Em nossas igrejas, integrantes da Geração Z são mais propensos a abraçar coisas desse tipo do que meu amigo, que é da Geração X.
Ronni Kurtz, coautor de Proclaiming the Triune God [Proclamando o Deus Triúno]
Na igreja batista que plantei em Kansas City, fizemos uma série de pregações sobre a Trindade e, como parte dessa série, começamos a recitar, como igreja, o Credo Niceno. Mesmo depois que a série de pregações chegou ao fim, a prática de recitar o Credo continuou.

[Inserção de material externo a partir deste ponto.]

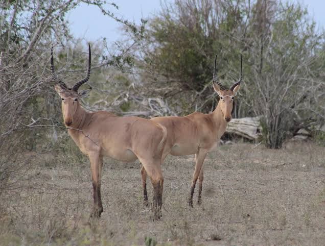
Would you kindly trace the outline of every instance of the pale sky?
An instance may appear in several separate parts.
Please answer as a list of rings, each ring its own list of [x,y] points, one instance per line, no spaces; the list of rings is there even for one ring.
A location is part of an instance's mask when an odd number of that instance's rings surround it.
[[[290,1],[290,0],[289,0]],[[325,0],[291,0],[307,5],[311,16],[316,21],[318,28],[325,27]],[[113,0],[119,10],[110,7],[109,9],[117,16],[140,23],[141,18],[146,18],[157,13],[160,3],[164,0]],[[173,0],[168,0],[172,2]],[[95,41],[106,37],[107,41],[113,42],[121,38],[119,27],[121,25],[107,16],[94,6],[82,4],[67,15],[72,34],[76,38],[84,38],[86,41]]]

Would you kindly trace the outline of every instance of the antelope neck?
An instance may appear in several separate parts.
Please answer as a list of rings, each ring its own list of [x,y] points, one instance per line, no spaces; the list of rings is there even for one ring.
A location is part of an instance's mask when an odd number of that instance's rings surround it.
[[[85,124],[88,114],[88,113],[78,103],[76,113],[74,115],[74,121],[71,127],[81,130]]]
[[[215,124],[215,129],[219,130],[221,128],[225,128],[227,126],[227,121],[224,119],[224,115],[221,111],[220,103],[218,104],[214,111],[210,114],[212,116],[213,122]]]

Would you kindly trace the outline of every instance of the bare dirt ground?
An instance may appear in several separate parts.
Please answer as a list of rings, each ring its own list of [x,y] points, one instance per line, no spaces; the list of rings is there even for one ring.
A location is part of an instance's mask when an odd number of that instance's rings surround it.
[[[92,219],[88,161],[48,154],[26,171],[32,178],[0,198],[0,244],[324,245],[324,151],[312,143],[221,145],[204,162],[203,203],[193,208],[187,202],[193,157],[168,158],[156,222],[143,206],[138,162],[105,160],[104,212]]]

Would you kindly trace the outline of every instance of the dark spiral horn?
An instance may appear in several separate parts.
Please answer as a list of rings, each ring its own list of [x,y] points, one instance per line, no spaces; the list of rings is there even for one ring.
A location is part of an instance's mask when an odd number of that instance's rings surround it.
[[[216,78],[217,76],[217,55],[216,54],[216,57],[215,57],[215,65],[213,67],[213,82],[219,85],[221,90],[224,90],[226,88],[224,87],[223,85],[218,80],[218,78]]]
[[[52,46],[51,48],[51,70],[52,71],[52,73],[53,74],[53,77],[55,81],[59,83],[59,84],[66,89],[67,89],[67,87],[64,82],[63,82],[62,80],[59,79],[56,73],[55,70],[54,70],[54,61],[53,59],[53,46]]]
[[[87,75],[82,80],[81,80],[77,82],[75,85],[72,87],[72,90],[75,91],[78,91],[78,89],[82,85],[86,83],[89,80],[89,78],[90,76],[90,67],[91,65],[91,52],[90,51],[90,44],[88,43],[88,70],[87,71]]]

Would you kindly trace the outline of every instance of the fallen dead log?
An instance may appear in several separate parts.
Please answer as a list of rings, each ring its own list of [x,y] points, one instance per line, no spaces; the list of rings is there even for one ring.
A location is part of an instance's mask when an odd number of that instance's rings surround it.
[[[227,125],[226,133],[236,134],[250,140],[257,140],[261,132],[260,116],[232,119]]]

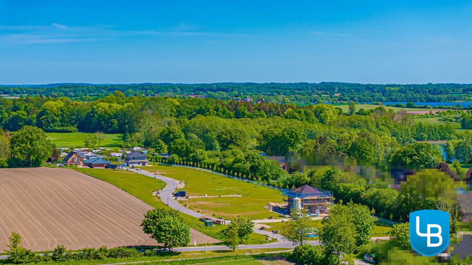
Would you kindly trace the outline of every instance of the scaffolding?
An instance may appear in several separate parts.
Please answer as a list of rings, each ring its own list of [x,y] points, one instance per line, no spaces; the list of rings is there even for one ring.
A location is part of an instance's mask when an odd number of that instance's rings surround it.
[[[292,209],[294,207],[306,210],[309,214],[326,214],[329,210],[328,205],[333,203],[333,193],[328,191],[316,190],[316,192],[298,192],[299,189],[283,190],[282,194],[287,197],[289,207]],[[299,203],[294,200],[299,200]]]

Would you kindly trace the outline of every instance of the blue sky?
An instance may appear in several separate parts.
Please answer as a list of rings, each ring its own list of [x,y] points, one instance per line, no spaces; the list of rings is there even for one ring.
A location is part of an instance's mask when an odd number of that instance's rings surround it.
[[[0,84],[323,81],[472,83],[472,0],[0,0]]]

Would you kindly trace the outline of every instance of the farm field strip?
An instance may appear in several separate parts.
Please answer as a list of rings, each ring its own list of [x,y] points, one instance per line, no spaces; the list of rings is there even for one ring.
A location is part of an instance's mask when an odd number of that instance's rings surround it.
[[[0,249],[12,232],[34,251],[58,245],[85,247],[151,245],[140,225],[151,207],[113,185],[57,168],[0,170]],[[207,236],[192,229],[192,238]]]

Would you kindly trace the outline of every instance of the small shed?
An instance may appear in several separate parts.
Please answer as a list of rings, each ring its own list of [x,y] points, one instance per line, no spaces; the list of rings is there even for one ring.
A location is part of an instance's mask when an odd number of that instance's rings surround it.
[[[203,223],[205,223],[205,226],[213,226],[213,221],[212,220],[202,220]]]

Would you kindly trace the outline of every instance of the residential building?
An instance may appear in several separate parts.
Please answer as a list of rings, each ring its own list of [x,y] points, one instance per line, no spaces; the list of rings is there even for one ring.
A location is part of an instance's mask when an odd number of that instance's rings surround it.
[[[90,168],[104,168],[107,165],[110,164],[110,162],[102,159],[100,157],[94,157],[87,160],[83,162],[84,167],[88,167]]]
[[[82,167],[84,166],[84,161],[86,159],[86,154],[81,151],[71,151],[63,160],[63,163],[66,165]]]
[[[138,151],[134,151],[126,154],[126,158],[124,161],[126,166],[147,166],[148,161],[145,154]]]
[[[310,214],[328,214],[328,206],[333,203],[331,192],[320,191],[308,184],[295,189],[283,190],[282,194],[287,196],[286,201],[291,209],[301,209]]]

Uma das coisas que pude ver que aconteceu foi que a igreja aprendeu a falar sobre a Trindade e a articular uma teologia trinitária. Eles conseguiam dizer coisas como “gerado, não criado” e se apropriar de uma teologia mais profunda. Cristãos comuns — mães e pais, irmãos e irmãs — falavam sobre a Trindade.

Suzanne Nicholson, professora da Universidade de Asbury
A Trindade é algo difícil de entender! Mas a beleza de Deus se revela na Trindade. Por que eu haveria de querer saber menos sobre a Trindade? Quero saber mais sobre Deus. Devemos conhecê-lo mais para glorificá-lo mais plenamente.
Se não ensinarmos boa teologia com regularidade, nossa igreja se verá em apuros. Se alguém disser que Jesus foi apenas um bom mestre, devemos ter as frases do Credo na ponta da língua: Cremos que ele é “Deus de Deus, Luz da luz, Deus verdadeiro de Deus verdadeiro”. Isso é fundamental para a nossa compreensão de quem Jesus é e para entendermos que estamos realmente adorando a Deus quando adoramos a Jesus.
Phillip Cary, autor de The Nicene Creed: An Introduction [O Credo Niceno: Uma Introdução]
Não se preocupe muito com a parte filosófica — olha só quem fala! Logo eu, um professor de filosofia. A beleza te orientará. E o Credo é tão lindo! O Pai nunca esteve sem o Filho que ele ama. Ele sempre entregou toda a sua essência divina ao Filho. Isso é maravilhoso e também é muito importante para a fé cristã.
Na minha juventude, nas igrejas evangélicas que frequentei, não recitávamos o Credo Niceno. Hoje em dia, sigo a tradição anglicana. Nós recitamos o Credo Niceno toda semana, e essa é uma das razões pelas quais sou anglicano.
Simon Chan, autor de Liturgical Theology [Teologia Litúrgica]
O Credo Niceno enfatiza a formação de um corpo. Comparo isso à maneira como uma nação canta seu hino nacional. Assim como cantar o hino nacional ajuda a forjar uma identidade nacional, recitar o Credo Niceno ajuda a forjar uma identidade eclesial. Somos moldados nessa fé trinitária.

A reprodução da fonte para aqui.